The other goof up was the decision to allow a gathering of around 3.5 million pilgrims at the Hindu religious event Kumbh Mela in the northern Indian town of Haridwar that takes place once every 12 years. The event is spread out over a few weeks and was scheduled to climax on April 27, when five million pilgrims were supposed to gather.  

The huge gathering was allowed to take place until just a few days ago when the government finally decided to scale it down drastically following the death of prominent religious leader Mahamandaleshwar Kapil Dev Das, due to the coronavirus.

But the damage had already been done, with media reports stating as early as April 1 that some 5,037 pilgrims were Covid-19 positive. Besides this, some 65 health workers who were monitoring pilgrims were also infected.

Worse, pilgrims from innumerable parts of the country would have returned to their homes with many more possibly carrying the virus.  

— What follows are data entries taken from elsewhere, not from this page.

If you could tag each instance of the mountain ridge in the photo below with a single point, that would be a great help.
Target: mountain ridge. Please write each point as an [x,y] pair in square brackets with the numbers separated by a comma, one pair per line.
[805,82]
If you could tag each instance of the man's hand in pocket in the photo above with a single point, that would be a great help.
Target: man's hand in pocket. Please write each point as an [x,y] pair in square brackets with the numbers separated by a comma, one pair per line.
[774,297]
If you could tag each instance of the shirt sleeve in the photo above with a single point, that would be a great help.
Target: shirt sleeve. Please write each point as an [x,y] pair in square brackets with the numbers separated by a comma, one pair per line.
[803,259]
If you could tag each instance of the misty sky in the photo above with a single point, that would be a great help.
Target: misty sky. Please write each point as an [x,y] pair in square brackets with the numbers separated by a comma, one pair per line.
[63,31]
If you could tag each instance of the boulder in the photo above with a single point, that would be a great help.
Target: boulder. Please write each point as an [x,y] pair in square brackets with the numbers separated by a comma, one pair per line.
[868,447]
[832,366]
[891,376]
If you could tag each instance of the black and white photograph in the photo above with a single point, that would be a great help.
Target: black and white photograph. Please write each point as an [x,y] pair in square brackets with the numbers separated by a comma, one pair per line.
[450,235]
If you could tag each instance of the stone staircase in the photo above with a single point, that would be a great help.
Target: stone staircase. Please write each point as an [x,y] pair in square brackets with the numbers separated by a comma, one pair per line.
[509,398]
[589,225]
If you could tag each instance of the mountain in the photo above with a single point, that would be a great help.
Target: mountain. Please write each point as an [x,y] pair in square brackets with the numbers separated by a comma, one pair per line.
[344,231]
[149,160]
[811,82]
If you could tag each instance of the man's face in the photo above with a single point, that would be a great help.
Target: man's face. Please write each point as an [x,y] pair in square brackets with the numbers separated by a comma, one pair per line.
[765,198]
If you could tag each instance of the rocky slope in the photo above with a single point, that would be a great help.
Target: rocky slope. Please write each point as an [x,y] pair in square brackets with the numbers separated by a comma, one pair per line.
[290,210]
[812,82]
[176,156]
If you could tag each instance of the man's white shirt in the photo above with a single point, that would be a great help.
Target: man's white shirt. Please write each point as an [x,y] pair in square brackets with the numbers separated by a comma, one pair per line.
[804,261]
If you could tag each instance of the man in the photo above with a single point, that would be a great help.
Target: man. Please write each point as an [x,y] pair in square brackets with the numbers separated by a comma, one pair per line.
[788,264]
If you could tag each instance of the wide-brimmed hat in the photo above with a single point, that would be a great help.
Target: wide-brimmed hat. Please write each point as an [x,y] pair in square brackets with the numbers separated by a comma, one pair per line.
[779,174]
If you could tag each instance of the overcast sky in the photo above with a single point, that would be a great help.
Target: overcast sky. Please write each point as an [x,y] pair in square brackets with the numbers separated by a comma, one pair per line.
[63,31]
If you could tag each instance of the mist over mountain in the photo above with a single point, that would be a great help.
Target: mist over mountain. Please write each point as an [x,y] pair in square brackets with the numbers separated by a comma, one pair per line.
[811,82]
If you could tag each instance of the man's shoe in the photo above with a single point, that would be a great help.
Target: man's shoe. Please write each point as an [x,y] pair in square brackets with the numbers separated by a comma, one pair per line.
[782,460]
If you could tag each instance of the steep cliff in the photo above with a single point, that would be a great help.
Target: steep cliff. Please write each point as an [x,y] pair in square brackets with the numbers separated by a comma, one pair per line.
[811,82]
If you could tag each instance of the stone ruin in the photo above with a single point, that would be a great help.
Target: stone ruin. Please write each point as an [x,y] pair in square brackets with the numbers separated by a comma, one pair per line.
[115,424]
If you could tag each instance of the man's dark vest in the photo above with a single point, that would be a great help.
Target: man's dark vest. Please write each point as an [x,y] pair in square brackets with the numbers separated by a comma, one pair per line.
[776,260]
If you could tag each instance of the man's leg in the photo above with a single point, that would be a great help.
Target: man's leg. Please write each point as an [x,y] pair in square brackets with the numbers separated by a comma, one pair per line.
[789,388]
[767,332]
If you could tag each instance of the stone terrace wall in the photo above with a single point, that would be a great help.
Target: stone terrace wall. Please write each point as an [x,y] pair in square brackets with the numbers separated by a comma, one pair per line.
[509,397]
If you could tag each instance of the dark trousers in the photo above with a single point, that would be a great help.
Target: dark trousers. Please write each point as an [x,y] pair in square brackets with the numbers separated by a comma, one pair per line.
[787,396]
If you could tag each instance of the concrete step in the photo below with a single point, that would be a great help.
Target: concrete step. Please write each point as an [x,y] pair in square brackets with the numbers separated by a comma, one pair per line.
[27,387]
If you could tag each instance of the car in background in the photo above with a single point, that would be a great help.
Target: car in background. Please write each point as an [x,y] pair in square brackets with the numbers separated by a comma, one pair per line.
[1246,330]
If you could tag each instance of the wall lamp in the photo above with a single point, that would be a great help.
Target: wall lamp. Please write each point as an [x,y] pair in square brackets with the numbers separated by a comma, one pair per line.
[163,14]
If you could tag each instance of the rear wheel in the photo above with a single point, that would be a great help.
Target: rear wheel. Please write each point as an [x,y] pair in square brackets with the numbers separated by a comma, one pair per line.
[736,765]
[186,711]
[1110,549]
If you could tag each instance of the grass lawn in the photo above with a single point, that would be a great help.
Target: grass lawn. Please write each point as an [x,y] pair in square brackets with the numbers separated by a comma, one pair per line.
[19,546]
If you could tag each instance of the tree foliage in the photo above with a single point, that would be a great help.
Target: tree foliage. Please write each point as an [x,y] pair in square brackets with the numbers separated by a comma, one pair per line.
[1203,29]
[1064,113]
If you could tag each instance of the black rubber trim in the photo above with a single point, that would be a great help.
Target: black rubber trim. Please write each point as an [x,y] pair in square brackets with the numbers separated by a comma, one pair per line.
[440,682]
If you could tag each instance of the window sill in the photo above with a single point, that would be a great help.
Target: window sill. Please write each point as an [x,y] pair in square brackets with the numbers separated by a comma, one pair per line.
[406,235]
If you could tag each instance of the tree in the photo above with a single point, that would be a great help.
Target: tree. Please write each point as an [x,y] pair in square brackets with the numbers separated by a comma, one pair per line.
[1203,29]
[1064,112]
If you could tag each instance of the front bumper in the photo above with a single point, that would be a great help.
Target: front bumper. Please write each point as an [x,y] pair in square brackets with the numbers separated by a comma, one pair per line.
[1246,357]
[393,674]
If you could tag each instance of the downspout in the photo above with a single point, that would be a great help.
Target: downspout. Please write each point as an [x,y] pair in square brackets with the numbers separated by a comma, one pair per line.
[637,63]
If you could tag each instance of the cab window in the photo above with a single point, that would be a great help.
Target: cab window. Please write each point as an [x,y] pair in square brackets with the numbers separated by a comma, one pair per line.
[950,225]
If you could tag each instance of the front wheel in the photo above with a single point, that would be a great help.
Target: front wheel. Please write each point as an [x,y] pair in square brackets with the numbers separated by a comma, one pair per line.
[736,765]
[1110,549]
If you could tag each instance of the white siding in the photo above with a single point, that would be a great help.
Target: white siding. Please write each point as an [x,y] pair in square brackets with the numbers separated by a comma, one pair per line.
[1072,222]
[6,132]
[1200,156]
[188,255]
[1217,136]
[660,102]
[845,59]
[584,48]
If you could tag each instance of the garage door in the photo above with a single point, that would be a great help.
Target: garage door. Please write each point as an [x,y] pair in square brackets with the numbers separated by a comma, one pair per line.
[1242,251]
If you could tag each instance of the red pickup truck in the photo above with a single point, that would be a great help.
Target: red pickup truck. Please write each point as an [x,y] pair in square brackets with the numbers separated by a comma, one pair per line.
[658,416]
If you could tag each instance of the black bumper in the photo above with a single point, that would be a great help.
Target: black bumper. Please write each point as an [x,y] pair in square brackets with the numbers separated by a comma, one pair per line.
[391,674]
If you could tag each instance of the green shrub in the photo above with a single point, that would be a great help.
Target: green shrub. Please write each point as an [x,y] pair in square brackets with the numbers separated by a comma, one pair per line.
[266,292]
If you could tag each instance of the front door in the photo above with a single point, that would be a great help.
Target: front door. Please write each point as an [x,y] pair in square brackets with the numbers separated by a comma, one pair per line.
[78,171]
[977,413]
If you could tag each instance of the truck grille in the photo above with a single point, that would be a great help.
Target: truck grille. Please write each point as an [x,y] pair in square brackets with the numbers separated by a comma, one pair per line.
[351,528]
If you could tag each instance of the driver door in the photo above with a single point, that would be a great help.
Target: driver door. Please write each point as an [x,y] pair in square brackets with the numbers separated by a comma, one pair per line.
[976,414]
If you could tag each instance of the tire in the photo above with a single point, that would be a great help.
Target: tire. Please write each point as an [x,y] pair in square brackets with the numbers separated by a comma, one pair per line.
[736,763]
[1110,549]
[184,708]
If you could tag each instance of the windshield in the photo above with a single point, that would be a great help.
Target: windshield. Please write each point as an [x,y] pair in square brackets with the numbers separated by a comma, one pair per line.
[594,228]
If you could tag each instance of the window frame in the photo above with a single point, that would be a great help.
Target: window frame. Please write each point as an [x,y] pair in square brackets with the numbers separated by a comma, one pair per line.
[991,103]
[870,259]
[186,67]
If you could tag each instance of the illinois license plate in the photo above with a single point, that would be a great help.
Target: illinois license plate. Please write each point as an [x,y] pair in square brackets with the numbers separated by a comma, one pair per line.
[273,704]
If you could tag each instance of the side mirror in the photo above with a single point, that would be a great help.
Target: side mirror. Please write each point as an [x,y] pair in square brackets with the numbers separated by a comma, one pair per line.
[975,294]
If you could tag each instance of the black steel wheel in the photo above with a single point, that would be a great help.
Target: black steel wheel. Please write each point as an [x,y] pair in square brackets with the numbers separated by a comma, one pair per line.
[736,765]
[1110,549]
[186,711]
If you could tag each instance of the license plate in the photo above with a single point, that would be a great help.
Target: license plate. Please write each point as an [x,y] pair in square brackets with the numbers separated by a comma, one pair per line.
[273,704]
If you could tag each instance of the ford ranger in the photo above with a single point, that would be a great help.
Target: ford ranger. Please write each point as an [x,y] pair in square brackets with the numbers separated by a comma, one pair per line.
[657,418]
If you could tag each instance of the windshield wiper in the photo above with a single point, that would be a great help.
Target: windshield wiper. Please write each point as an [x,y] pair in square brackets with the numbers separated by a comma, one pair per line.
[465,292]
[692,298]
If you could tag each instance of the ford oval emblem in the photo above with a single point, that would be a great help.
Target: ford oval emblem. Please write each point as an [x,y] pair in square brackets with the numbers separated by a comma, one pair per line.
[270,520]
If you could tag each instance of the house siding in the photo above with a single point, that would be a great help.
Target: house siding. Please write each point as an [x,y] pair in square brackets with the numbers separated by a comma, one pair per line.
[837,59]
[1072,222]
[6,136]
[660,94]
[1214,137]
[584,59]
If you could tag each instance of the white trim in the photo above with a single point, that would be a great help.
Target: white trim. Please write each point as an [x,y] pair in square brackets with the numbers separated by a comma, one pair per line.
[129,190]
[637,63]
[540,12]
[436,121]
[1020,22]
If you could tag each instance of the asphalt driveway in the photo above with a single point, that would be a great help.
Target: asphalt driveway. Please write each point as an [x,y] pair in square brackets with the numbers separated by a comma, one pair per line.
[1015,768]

The University of Washington’s Institute for Health Metrics and Evaluation (IHME) in a study has said the Indian peak could occur around mid-May when daily deaths could be in the range of 5,600. If this turns out to be true, it would mean that the crisis is far from over.

Whatever India is experiencing now is probably only the initial stirrings of a wider disaster. The only hope right now is that, like in 2020 when there was a similar prediction, there is an inexplicable fall in cases.